A group of odd order has no non-identity elements which are conjugate to their inverse. I want some verification for my proof to a homework problem. (Is it correct? Is there a simpler way to do this?)
Let $G$ be a finite group of odd order and suppose there is an element $g$ that is conjugate to its own inverse. In other words, there is $h \neq e$ such that $h^{-1}gh = g^{-1}$. We will show $g=e$ by supposing it's not and finding a contradiction.
We see that $gh = hg^{-1}$ and $hg = g^{-1}h$. This means given any word composed of $g$, $h$, $g^{-1}$, and $h^{-1}$, we can always "push" the $g^r$'s to one side and the $h^s$'s to the other, giving us a canonical spelling $g^rh^s$. That is to say, $\langle g, h\rangle \cong \langle g \rangle \oplus \langle h \rangle$.  
By Lagrange, finding any non-trivial even subgroup will prove that $|G|$ was even after all, giving us the desired contradiction. Since both $\langle g \rangle$ and $\langle h \rangle$ are nontrivial, neither may be even. But if that is the case, then they are both odd, and $\langle g \rangle \oplus \langle h \rangle \cong \langle g, h \rangle$ is now non-trivial even.
EDIT Critical error at the end. The order of the direct sum is the product, not the sum.
 A: HINT: Note that $gh=hg^{-1}$. What is $(gh)^2$?
A: Assume there exists $x \neq 1$ in $G$ with $g^{-1}xg=x^{-1}$ for some $g \in G$. Then $g^{-1}x^{m}g = x^{-m}$ for any $m$, so we can let $G$ act on $\langle x \rangle$ by conjugation.
Consider the conjugacy class $x^G$, we know if $y \in x^G$ then also $y^{-1} \in x^G$. In addition, $y \neq y^{-1}$, otherwise $y^2=1$, contradicting $|G|$ is odd.
Thus any element in $x^G$ can be paired with its inverse, hence $x^G$ must contain even elements. Therefore, $|G|$ is also even since it is a multiple of $|x^G|$, a contradiction.

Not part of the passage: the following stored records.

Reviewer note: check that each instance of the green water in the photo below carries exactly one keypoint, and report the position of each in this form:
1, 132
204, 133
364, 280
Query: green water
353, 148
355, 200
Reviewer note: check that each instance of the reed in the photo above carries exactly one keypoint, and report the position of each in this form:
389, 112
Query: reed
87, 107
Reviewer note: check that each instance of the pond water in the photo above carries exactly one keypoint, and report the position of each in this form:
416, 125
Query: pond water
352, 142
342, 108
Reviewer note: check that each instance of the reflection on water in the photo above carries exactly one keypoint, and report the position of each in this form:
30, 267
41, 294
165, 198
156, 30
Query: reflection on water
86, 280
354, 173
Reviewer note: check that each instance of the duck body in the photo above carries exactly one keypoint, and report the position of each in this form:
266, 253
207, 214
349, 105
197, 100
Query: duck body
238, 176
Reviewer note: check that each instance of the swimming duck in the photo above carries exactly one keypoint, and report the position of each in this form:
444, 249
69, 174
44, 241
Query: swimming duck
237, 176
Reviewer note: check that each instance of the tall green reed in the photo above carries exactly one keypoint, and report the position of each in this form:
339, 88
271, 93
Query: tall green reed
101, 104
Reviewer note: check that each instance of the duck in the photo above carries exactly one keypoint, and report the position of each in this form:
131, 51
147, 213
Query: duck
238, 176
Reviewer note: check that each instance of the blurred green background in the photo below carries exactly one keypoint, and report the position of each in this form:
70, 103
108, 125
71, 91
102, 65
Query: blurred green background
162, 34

Remark: $\,$ Actually we can let $G$ act on itself by conjugation, and deduce that $x^G$ has even elements, because if $x$ is conjugate to $x^{-1}$ then any other element $g^{-1}xg$ conjugating to $x$ must also be conjugate to $x^{-1}$, and henceforth to its inverse $g^{-1}x^{-1}g$. But I did not realize that at first, and I think in order to force all elements in $x^G$ to conjugate to its inverse we must put some constraint on $x^G$ so that any other element will be in some relation with $x$.